Das Rondell auf dem Heidefriedhof in Dresden wurde mehrfach beschmiert und soll nun umgestaltet werden. © Tino Plunert

Dresden. Nach drei Monaten unfreiwilliger Auszeit ist auch Kulturbürgermeisterin Annekatrin Klepsch (Linke) zurück in der Dresdner Stadtspitze. Im Zuge des Bürgermeisterstreits wäre sie allerdings beinahe weg gewesen, sagt sie nun Sächsische.de. Neben vier Leitlinien ist es der Kulturbürgermeisterin ein Anliegen, auf dem Heidefriedhof umzugestalten. Weshalb Veränderung aus ihrer Sicht wichtig ist.
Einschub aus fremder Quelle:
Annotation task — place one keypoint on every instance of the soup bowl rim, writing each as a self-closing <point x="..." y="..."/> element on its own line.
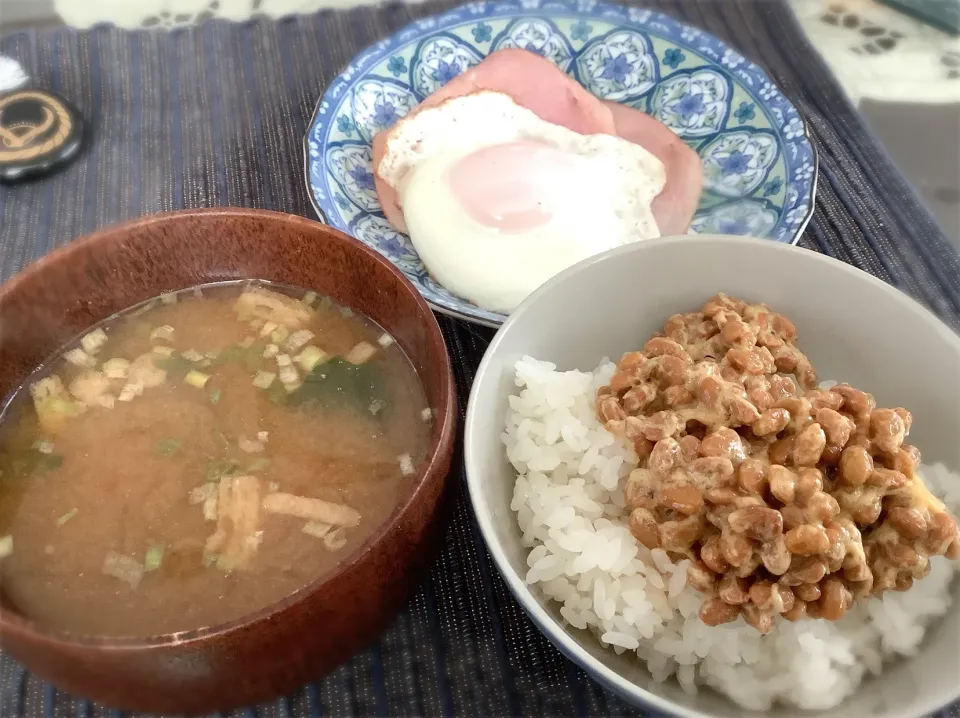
<point x="15" y="623"/>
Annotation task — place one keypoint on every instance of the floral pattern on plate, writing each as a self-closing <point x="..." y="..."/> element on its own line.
<point x="618" y="66"/>
<point x="735" y="164"/>
<point x="539" y="36"/>
<point x="438" y="60"/>
<point x="760" y="169"/>
<point x="692" y="104"/>
<point x="351" y="167"/>
<point x="377" y="105"/>
<point x="745" y="217"/>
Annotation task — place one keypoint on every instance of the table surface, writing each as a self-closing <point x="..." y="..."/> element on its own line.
<point x="215" y="115"/>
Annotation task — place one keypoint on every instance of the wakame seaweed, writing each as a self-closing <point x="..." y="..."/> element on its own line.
<point x="338" y="382"/>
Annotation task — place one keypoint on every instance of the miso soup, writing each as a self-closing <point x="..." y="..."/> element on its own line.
<point x="201" y="456"/>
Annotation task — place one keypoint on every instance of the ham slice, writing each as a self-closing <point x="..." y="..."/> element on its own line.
<point x="540" y="86"/>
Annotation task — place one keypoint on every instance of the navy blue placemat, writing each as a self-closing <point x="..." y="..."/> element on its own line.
<point x="215" y="116"/>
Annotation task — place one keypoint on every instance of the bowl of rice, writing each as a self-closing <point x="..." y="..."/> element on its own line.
<point x="546" y="479"/>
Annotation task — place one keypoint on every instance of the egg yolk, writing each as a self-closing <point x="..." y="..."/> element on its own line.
<point x="512" y="187"/>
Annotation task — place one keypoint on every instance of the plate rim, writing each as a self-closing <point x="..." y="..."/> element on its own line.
<point x="585" y="8"/>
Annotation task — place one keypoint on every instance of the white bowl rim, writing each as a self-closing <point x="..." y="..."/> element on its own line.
<point x="550" y="627"/>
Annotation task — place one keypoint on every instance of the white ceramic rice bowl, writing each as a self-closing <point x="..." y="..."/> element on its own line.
<point x="854" y="328"/>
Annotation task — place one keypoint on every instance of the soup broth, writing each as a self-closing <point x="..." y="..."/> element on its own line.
<point x="200" y="457"/>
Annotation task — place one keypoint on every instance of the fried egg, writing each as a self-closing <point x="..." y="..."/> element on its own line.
<point x="498" y="201"/>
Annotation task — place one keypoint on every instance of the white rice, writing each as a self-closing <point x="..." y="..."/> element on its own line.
<point x="570" y="508"/>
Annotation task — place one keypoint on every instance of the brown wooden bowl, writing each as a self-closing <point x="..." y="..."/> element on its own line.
<point x="276" y="649"/>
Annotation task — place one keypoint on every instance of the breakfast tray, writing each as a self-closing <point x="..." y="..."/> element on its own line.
<point x="215" y="115"/>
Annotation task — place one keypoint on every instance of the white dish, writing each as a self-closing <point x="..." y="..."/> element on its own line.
<point x="853" y="327"/>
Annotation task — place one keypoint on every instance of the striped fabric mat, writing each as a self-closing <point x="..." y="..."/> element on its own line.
<point x="215" y="116"/>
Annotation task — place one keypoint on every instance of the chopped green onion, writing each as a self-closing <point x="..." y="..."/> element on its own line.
<point x="361" y="353"/>
<point x="66" y="517"/>
<point x="201" y="493"/>
<point x="164" y="333"/>
<point x="310" y="357"/>
<point x="279" y="334"/>
<point x="167" y="447"/>
<point x="298" y="339"/>
<point x="317" y="529"/>
<point x="264" y="379"/>
<point x="259" y="465"/>
<point x="80" y="358"/>
<point x="197" y="379"/>
<point x="153" y="558"/>
<point x="44" y="447"/>
<point x="92" y="342"/>
<point x="219" y="468"/>
<point x="116" y="368"/>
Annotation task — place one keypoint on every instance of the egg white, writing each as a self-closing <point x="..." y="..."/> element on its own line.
<point x="603" y="203"/>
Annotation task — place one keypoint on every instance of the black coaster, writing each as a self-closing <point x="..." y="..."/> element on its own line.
<point x="39" y="132"/>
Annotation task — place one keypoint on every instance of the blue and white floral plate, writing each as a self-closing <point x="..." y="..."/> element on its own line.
<point x="759" y="165"/>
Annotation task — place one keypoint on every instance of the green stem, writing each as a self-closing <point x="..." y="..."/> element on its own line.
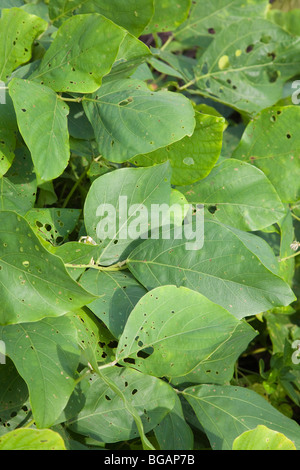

Bewerbungen bereits abgeschickt

Klepsch freut sich, dass sie nach dem Hin und Her wieder ihre Arbeit aufnehmen konnte. "Ich habe mich bereits anderweitig beworben", erzählt sie. Konkret habe sie nach Stellen in der öffentlichen Verwaltung und in den Bereichen Wissenschaft und Kultur geschaut. "Ich freue mich über neue Herausforderungen und habe eine Familie zu ernähren, mit drei Kindern und einem studierenden Sohn." Deshalb habe auch sie sich umschauen müssen, als die Besetzung der Dresdner Bürgermeister zur monatelangen Hängepartie geworden ist.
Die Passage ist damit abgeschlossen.